Laporan penampakan makhluk yang penduduk Orang Asli sebut sebagai hantu jarang gigi, yang diterjemahkan sebagai 'Snaggle-toothed Ghost' diklaim terjadi pada tahun 1871.


Ada banyak laporan penampakan sejak tahun 1950an, dan pada tahun 1995 di Johor, sebuah jejak besar degan empat jari kaki dilaporkan.

Pada November 2005, penampakan dalam jumlah banyak dipublikasikan terjadi ketika tiga pekerja yang membersihkan tanah terbuka untuk sebuah kolam, melihat keluarga Mawa yang terdiri dari dua dewasa dan seorang anak berjalan di dekat Kincin River.

Kemudian, jejak kaki humanoid besar ditemukan, termasuk satu yang memiliki panjang 46 cm.

Sebuah foto jejak kaki dalam keadaan segar di aspal (dikaitkan dengan Mawas) dicetak di surat kabar Malaysia pada Januari 2006.


Sebuah tim pemerintah telah mencari lebih banyak bukti tentang Mawas. Pada akhir Januari 2006, pihak berwenang Johor mengumumkan ekspedisi resmi untuk membuktikan keberadaan makhluk itu, menjadikannya sebagai negara pertama yang memiliki perburuan resmi terhadap hominid misterius.

Sebuah kabar berita di Cryptomundo.com mengatakan bahwa Orang Mawas berhasil ditangkap saat ekspedisi Johor, seperti yang dilaporkan pada 19 April 2006 di Berita Harian, namun laporan resmi yang dikeluarkan oleh Bernama membantahnya.
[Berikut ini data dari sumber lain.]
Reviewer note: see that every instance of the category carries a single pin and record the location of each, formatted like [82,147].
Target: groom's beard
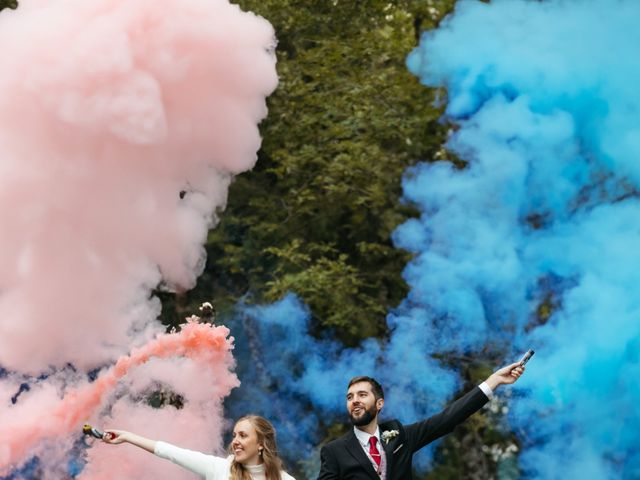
[364,419]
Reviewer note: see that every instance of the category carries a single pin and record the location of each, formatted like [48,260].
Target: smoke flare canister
[526,357]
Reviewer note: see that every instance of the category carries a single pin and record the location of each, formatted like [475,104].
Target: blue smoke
[547,210]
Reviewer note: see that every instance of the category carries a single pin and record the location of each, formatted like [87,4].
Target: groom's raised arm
[422,433]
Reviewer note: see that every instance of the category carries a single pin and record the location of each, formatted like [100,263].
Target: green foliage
[316,215]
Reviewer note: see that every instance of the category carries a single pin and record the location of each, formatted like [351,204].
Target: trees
[315,216]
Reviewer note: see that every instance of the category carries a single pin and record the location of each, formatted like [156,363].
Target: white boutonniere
[388,435]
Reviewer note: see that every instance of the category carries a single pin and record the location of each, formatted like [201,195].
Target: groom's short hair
[376,388]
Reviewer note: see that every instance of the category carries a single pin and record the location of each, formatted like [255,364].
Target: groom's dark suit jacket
[344,458]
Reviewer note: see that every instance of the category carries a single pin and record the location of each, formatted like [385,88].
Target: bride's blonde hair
[269,453]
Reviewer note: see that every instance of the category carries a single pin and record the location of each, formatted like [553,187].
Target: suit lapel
[388,450]
[355,449]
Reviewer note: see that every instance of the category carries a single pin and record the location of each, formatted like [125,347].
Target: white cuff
[486,389]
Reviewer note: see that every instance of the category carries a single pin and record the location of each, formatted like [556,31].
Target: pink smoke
[108,110]
[208,350]
[122,123]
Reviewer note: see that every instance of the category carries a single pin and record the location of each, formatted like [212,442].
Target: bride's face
[245,446]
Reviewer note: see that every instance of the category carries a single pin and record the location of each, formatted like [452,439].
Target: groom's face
[362,405]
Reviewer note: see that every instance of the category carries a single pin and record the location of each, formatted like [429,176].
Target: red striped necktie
[373,450]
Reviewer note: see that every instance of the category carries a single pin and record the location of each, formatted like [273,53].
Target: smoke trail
[121,126]
[307,377]
[545,215]
[208,347]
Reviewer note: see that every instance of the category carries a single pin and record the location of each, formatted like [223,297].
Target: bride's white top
[207,466]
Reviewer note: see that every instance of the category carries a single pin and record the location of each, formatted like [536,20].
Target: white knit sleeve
[197,462]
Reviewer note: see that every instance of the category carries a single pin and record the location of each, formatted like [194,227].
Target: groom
[385,451]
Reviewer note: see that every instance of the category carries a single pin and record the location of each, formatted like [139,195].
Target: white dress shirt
[363,438]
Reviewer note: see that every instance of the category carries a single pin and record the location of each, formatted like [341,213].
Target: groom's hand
[505,376]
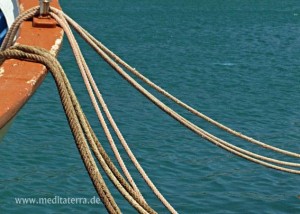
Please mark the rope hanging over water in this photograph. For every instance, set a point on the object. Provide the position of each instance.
(86, 139)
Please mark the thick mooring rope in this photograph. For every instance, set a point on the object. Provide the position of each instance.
(85, 137)
(106, 54)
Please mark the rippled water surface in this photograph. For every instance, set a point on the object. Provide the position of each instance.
(236, 61)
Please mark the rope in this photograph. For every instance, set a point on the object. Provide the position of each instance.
(102, 50)
(61, 15)
(85, 138)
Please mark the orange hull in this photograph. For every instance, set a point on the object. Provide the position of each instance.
(19, 79)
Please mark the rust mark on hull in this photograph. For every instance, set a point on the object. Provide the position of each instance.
(20, 79)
Beberapa berspekulasi bahwa makhluk itu mungkin Gigantopithecus yang masih hidup, sementara yang lain mengatakan penampakannya sebagai kesalahan identifikasi beruang madu.

Makhluk itu mirip dengan Muwa, humanoid lain yang berasal dari Filipina. Di hutan Thailand selatan, ada kisah tentang pejalan kaki selama beberapa hari, dengan monster yang tubuhnya ditutupi rambut seperti monyet atau kera, namun berbicara seperti manusia yang disebut "Butnak".

Di Sumatra, mawas (terkadang maias) adalah nama umum untuk orangutan.

(Sumber : wikipedia, cryptidz.wikia)

1 komentar:

  1. Kemungkinan orang mawas itu merupakan spesies primata.